Inclusion is feigned: all people should find themselves in the texts; nobody should feel excluded or discriminated against by them. However, this inclusion is to be achieved by excluding unpleasant statements, in other words: by deleting or bluntly paraphrasing (allegedly) sensitive terms, (allegedly) problematic figures and (allegedly) outdated values. Anything that could be hurtful, provocative or otherwise irritate over-sensitive souls or throw them off their emotional track must be embellished. Here 'embellished' is just an embellished word for 'censored'. Because what else is this 'embellishment' than a censorship exercised after the fact?
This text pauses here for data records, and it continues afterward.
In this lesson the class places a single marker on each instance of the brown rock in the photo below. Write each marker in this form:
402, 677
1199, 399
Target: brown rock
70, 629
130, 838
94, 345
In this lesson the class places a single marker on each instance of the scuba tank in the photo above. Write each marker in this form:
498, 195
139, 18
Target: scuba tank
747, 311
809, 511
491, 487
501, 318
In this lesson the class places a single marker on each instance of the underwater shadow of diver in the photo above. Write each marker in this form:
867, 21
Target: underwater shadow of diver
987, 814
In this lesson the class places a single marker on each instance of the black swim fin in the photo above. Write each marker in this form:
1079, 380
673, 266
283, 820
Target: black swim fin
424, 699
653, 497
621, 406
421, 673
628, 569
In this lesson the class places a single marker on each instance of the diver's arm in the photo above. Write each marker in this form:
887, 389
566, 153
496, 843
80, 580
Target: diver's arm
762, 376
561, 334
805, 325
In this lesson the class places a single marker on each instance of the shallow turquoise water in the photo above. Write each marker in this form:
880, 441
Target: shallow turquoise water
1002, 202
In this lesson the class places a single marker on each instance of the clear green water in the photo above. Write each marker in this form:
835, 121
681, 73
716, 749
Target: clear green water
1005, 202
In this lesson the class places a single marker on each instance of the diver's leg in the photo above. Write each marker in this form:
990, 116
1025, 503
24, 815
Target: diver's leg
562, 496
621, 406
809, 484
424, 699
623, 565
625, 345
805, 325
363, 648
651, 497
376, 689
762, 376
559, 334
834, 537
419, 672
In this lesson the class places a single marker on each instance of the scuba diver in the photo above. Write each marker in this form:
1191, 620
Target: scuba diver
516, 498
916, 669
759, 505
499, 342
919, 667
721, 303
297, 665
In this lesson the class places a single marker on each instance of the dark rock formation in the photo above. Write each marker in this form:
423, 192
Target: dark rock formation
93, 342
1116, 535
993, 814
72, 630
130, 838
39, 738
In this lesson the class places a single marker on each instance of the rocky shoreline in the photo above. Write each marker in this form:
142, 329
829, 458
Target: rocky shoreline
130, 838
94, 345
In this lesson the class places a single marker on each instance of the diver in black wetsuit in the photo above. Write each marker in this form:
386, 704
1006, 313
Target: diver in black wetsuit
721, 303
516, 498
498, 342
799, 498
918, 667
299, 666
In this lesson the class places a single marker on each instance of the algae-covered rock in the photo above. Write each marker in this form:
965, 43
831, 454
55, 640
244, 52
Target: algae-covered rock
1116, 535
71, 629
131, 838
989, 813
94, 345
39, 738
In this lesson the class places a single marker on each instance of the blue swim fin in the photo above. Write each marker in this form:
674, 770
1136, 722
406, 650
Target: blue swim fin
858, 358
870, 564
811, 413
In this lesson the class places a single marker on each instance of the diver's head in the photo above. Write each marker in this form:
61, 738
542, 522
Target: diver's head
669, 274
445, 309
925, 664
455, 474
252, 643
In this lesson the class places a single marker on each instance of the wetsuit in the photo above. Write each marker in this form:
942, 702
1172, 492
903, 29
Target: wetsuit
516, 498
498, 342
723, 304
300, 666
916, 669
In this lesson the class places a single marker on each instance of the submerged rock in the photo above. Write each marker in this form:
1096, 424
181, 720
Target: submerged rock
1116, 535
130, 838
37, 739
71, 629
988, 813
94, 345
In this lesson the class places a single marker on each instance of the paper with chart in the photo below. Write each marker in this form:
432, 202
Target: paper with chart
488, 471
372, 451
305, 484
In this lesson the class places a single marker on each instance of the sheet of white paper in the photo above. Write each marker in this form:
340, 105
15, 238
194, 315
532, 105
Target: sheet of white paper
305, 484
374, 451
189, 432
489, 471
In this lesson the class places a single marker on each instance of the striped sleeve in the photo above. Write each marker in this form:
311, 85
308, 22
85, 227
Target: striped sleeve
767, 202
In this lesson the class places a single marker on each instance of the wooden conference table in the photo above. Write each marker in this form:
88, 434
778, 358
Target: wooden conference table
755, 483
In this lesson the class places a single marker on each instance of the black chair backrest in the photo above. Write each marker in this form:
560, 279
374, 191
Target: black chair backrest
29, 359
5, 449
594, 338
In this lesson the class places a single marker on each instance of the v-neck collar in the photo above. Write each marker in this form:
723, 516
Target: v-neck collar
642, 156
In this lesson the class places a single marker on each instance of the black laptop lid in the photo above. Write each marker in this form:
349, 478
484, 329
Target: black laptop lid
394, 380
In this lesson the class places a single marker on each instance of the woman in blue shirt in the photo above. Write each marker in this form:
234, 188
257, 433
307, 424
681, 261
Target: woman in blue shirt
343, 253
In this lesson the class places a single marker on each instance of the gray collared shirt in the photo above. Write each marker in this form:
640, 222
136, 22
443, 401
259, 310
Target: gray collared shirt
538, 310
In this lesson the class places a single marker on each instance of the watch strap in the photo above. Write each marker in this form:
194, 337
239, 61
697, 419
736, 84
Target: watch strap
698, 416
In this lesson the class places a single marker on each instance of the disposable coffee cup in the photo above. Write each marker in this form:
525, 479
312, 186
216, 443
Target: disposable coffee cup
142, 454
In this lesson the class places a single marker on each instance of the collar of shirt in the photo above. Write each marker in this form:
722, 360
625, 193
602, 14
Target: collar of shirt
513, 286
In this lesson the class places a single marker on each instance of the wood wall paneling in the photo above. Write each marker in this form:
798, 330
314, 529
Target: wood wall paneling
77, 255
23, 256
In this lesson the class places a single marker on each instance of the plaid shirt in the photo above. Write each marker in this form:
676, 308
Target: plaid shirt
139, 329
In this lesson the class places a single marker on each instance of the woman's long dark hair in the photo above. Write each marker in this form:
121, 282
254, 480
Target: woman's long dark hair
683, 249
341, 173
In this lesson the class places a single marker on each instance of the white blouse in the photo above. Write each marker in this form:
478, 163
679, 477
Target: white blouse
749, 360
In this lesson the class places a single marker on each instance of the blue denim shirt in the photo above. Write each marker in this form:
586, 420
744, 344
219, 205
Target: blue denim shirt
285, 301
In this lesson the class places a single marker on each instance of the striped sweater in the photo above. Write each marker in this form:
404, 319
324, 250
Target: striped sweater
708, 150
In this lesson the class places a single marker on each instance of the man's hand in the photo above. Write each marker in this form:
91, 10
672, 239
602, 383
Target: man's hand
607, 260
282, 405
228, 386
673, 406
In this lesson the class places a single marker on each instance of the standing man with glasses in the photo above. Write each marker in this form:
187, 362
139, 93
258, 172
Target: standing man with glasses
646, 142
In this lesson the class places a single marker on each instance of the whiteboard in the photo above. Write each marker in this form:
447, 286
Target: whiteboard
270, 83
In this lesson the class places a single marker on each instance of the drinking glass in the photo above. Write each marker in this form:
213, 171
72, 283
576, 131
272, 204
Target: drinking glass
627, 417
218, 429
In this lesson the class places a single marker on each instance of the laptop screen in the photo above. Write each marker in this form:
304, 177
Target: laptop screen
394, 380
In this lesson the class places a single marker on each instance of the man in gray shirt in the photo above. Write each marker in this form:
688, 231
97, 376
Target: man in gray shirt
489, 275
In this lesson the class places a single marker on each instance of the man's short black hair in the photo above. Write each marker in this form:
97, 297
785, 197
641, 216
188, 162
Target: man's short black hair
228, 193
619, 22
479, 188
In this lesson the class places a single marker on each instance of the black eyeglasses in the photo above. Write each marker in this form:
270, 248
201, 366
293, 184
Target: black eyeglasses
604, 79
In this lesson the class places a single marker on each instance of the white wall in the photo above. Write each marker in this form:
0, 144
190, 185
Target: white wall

And what do Dahl's texts look like after this speech-plastic surgery? 'fat' becomes 'enormous', 'three sons' becomes 'three daughters', one character no longer reads the work of Rudyard Kipling but of Jane Austen; a witch who pretends to be a 'supermarket cashier' can now call herself a 'top scientist', i.e. a top scientist!
And what does all this have to do with Roald Dahl? Fortunately, the publisher received a lot headwind, and has now decided to offer Dahl's work both in the original version and in the sanitized version. This means that both sides have been appeased. But the question remains: Where will this lead? Censoring what might appear discriminatory from today's point of view - doesn't that mean above all: locking oneself up in a value bubble in which the 'today's view' is repeatedly confirmed in a circular movement?
Franz Kafka once demanded that a book 'must be the ax for the frozen sea within us'. We can now gradually say goodbye to this idea; from 'today's point of view', that's exactly what literature should no longer be. Incidentally, Pippi has also fallen victim to censorship" (24 March 2023).